When we’re trying something new, it’s important to remember that it’s new to us. New to us doesn’t mean new to everyone and so it may behoove you to look around, ask a few questions, challenge some assumptions, and understand whether you may have access to an expert who can help.
It’s easy to forget that being new to something means we don’t know all of the nuance. We think about the thing at a high level and understand the basic components of it, but it’s not until we do a thing over and over again until we start to appreciate all the nooks and crannies.
Let’s take playing a board game for example. You can really only understand a game at a high level at first, usually just enough to be convinced to play. Maybe you’ve heard your friends talk about Settlers of Catan and that it’s “kind of like Monopoly but more complicated.”
Then when you sit down to play, your learning experience starts with friends describing the activities in the game. You have your resource cards, the resources are used to build roads and towns, you can trade your resources, and so on. But at this stage it’d be a mistake to assume that you understand the strategy of the game; you don’t have a real shot of developing a strategy that achieves a desired outcome. It’s possible you’ll win, but that would largely be luck.

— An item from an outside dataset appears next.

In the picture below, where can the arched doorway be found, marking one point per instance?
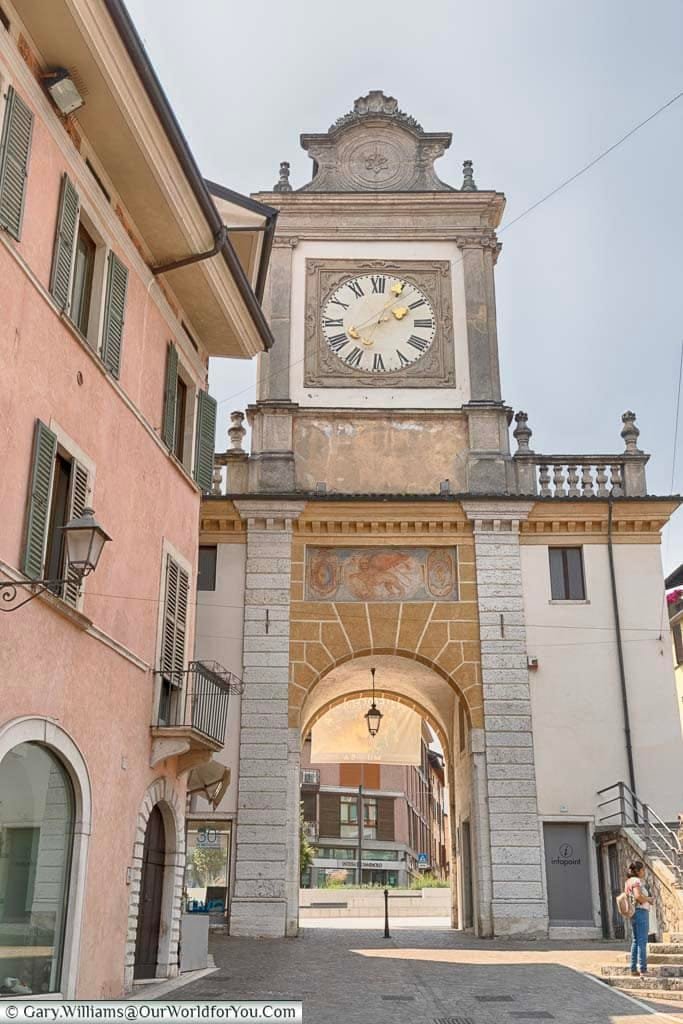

The same is true when you’re trying something that’s outside of your direct area of expertise. You understand at a high level what you’re hoping the outcome will be, and you may understand some rules and activities. But if you’re not an expert in the thing, chances are you’re going to make mistakes and your strategy will not get you your desired result. When this happens, we often seek to start doing the thing over again with our same rudimentary understanding of how to do it. That’s a mistake as long as what we’re doing has been done before.
How to improve your outcome
Your job at this point is to figure out what problem you need to correct for, not to immediately start the process of correction. This is especially true if you’re still learning the game. If you’ve already been operating on assumptions and an over-simplified understanding of the strategy, there’s a great chance you can’t pinpoint where your strategy went wrong without the help of someone who knows better. You’re right back where you started.
A common error is to think you made mistakes because you moved too fast. While it is very possible you moved too fast (because you were overlooking nuance), it’d be worth questioning whether you were going in the right direction in the first place.
You can move at great speed building a car engine if you leave out a bunch of steps like screwing on all the bolts or attaching the carburetor, but if you do the same thing next time just slower, your engine still won’t run.
A better way forward
Your best bet isn’t to start making corrections based on the same assumptions that got you to where you are now because you’ll still be left with an engine that doesn’t work. Your best bet is to start back at the beginning and look for your actual mistake.
Here are steps to help diagnose your problem:
- Start by challenging the assumptions you made in the first place. Ask yourself your level of expertise or what you may still need to learn more about in order to improve your result.
- Look for someone who has done something similar or who has more expertise than you. Have them weigh-in on your idea and your approach. This could be as simple as asking around your organization or tapping your network.
- Listen to the team members who worked on the last project. Ask them how it went, and weigh their perspectives. You also need to decide if you have the right people in the room. It’s best to do this in individual conversations to avoid groupthink.
- Get clear on your expectations. What is your desired outcome? Is it clear enough? Is it too ambitious? Not ambitious enough? The better you can articulate your vision, the more people can get behind it.
Once you’ve laid out the moving pieces, considered new perspectives, and have the right people in the room, communicate your desired outcome to the group. Only after you do the work of understanding the problem will you be able to course correct.
The worst part about this process is that it feels slow and cumbersome. The best part? You won’t be moving fast in the wrong direction anymore.